This is why we prefer benefits-first lines: they force clarity. Shoppers do not buy “304 stainless.” They buy “doesn’t retain odors and holds up to daily use.”

A keyword placement map that avoids stuffing

We have seen teams panic about SEO and jam the same phrase into every line. You end up with copy that reads like a ransom note. Search engines have also gotten better at spotting it.

We use a simple placement map that works across marketplaces and typical ecommerce product pages:

Put the primary phrase in the title line or the first sentence, naturally. Put a close variation in the first 155 characters because that is often what becomes the snippet or preview. Use 3 to 5 bullet headers that contain the most important shopper terms, not long-tail junk. End with a reassurance line that includes one relevant keyword and reduces purchase anxiety, like returns, warranty, or care.

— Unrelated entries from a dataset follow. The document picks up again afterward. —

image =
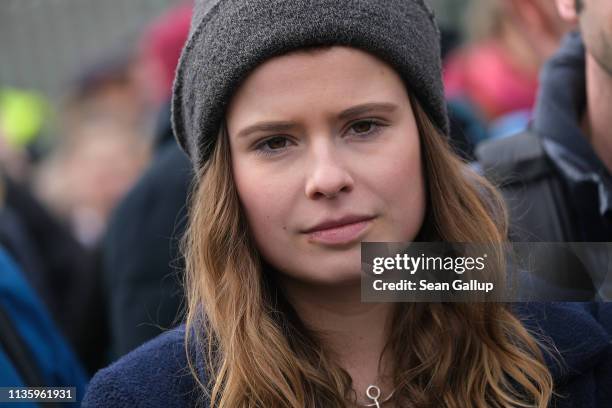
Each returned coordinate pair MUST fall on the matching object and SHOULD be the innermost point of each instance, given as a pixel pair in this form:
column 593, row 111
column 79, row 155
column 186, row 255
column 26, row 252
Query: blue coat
column 156, row 374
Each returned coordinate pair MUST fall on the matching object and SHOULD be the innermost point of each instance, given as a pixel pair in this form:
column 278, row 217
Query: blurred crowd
column 93, row 188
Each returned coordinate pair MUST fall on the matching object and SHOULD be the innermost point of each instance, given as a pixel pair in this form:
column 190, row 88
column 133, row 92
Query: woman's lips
column 340, row 235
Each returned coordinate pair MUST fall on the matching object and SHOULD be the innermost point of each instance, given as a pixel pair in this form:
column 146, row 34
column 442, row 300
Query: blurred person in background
column 102, row 150
column 557, row 174
column 142, row 265
column 59, row 269
column 495, row 73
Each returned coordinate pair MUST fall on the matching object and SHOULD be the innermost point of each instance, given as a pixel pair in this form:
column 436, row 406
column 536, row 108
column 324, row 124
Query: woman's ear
column 568, row 10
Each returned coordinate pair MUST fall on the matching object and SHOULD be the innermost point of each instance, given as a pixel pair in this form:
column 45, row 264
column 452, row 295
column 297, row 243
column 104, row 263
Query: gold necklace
column 373, row 393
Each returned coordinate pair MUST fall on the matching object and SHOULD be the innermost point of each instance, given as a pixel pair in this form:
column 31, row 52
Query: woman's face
column 325, row 154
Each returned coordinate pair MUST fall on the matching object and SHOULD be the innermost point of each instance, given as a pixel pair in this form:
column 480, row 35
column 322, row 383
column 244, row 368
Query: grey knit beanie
column 230, row 38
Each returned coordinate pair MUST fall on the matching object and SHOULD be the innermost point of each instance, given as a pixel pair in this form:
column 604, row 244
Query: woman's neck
column 355, row 333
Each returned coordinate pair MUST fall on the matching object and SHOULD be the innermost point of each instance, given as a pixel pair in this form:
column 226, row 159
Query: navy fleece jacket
column 156, row 374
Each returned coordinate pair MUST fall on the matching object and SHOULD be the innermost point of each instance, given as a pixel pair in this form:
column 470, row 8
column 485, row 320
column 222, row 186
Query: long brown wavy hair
column 258, row 353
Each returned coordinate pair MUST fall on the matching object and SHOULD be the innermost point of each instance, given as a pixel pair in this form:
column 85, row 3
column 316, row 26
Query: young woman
column 314, row 126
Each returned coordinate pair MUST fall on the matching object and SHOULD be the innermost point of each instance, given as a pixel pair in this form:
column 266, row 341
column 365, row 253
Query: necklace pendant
column 373, row 393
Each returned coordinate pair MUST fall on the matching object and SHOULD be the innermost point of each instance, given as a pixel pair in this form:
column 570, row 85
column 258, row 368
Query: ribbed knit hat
column 230, row 38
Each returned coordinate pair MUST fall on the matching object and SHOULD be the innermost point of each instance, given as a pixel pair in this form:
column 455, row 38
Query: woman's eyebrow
column 365, row 108
column 267, row 127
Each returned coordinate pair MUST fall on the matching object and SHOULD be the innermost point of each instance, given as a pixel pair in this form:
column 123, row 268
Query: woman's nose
column 328, row 177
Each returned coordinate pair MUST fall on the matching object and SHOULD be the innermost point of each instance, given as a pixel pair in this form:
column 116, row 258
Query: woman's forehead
column 327, row 78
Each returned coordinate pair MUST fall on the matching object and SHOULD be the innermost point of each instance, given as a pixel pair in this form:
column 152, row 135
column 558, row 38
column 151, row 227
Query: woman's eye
column 362, row 127
column 365, row 128
column 273, row 145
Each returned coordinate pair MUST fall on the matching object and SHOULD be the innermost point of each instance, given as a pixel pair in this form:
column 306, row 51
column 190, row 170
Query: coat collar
column 572, row 338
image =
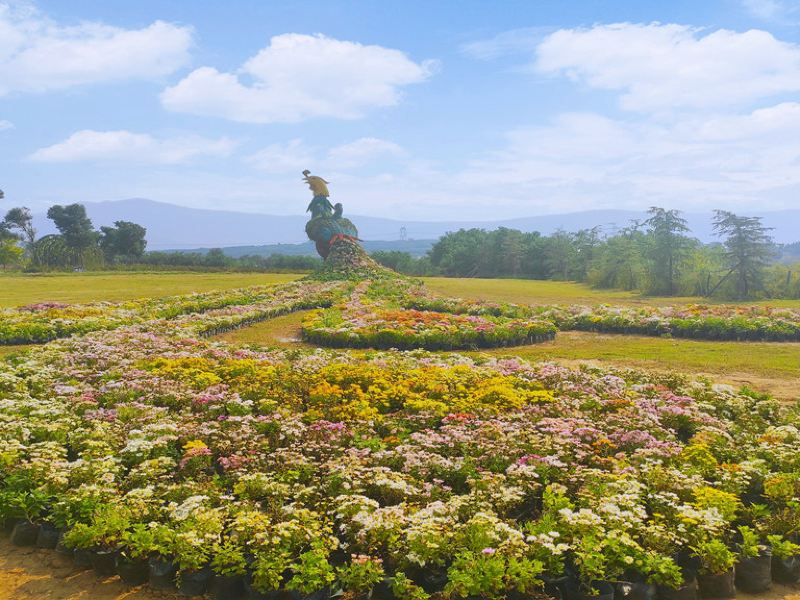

You do not need 20 keywords. You need the right five.

Bullets vs paragraphs: when each wins

Bullets win when the shopper is comparing. That is most of the time. On mobile, it is almost always.

Paragraphs win when the product needs context or when the buyer is anxious, like skincare, baby gear, or anything expensive. A paragraph lets you set expectations and reduce “what if this doesn’t fit my situation?” uncertainty.

We generate both formats from the same intake row, then decide based on page layout. The mistake is choosing a format first, then trying to cram the product into it.

One more thing: do not let AI write your “features” section as a list of nouns. It will. You have to ask for verbs. Verbs sell.

One-to-many workflow: scaling to 500 to thousands of SKUs without losing your mind

Bulk generation is real. We have watched tools crank through thousands of listings in seconds. You still need a workflow that does not ship mistakes at scale.

The math is the easy part. If you have 500 items and you spend 15 to 20 minutes each, you are looking at 125 to 166 hours. That is weeks of work. If AI gets you to under a minute per item for generation, you can save dozens of hours even after review.

What trips people up is governance. When you bulk-generate without rules, you get inconsistent tone, repeated phrasing, and tiny factual errors scattered across your catalog. Those are hard to catch later because each individual listing looks “fine.”

The operational playbook we use

We batch by category, not by whatever order the CSV happens to be in. Category context matters. A running shoe description and a ceramic mug description need different default assumptions about what the shopper cares about.

We lock a style guide before we generate anything. Not a 20-page brand manifesto. A few rules that AI can follow: reading level, allowed adjectives, how to talk about pricing (usually: don’t), whether we use contractions, whether we say “you,” and which claims are banned.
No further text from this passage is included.